The night of the prom. For some people, the biggest night of their lives. For others, traumatic. But what if the trauma came from an unexpected direction. What if the term "magical night" really meant magical? Nancy Springer has put together a series of prom night vignettes worthy of "The Twilight Zone"-meets-"The X Files," and the predominant tone is humor ... though more than one story hints at darker stuff beneath.

Tim Waggoner's "Meeting Dad" is a perfect starting point: maybe Kevin's date's family is a lot stranger than he thought, and maybe all his dad's ideas about what he should get away with tonight should be reconsidered. In the sweetly sad "Three Strands of Her Hair," Dave Smeds shows one fantastic reason a date might be ditched on this night of nights, even if unwillingly. In the funny but bittersweet "Omar's One True Love," Gary Jonas masterfully proves that even bringing someone back from the dead doesn't guarantee she'll go out with you. And Lorelei Shannon's hilarious "Peggy Sue Got Slobbered" suggests that you shouldn't ask your grandma the witch for help when trying to make a boy jealous.

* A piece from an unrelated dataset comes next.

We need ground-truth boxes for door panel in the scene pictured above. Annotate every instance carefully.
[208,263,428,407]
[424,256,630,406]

In Alan Rodgers' starkly realistic "A Touch, A Kiss, A Rose," the swirling emotions of teenagers reveal all sorts of truths about life, while in Fred Saberhagen's futuristic world of "The Senior Prom," it's the couples who don't have sex who are the outcasts. In Billie Sue Mosiman's "The Executioner's Prom Night Song," alien visitors destroy their present by yearning for a prom experience.

But the anthology's moral anchor is the stunning "Borrowed Lives," by Richard Parks, in which an elderly man shuffles two photographs — and two lives — and chooses ... not the best one, but the right one. Tragic, illuminating, and compassionate.

Good work by Connie Wilkins, Lawrence Watt-Evans, A.R. Morlan, Lawrence Schimel, and ten others rounds out an anthology which could have been trivial but chose instead to enlighten.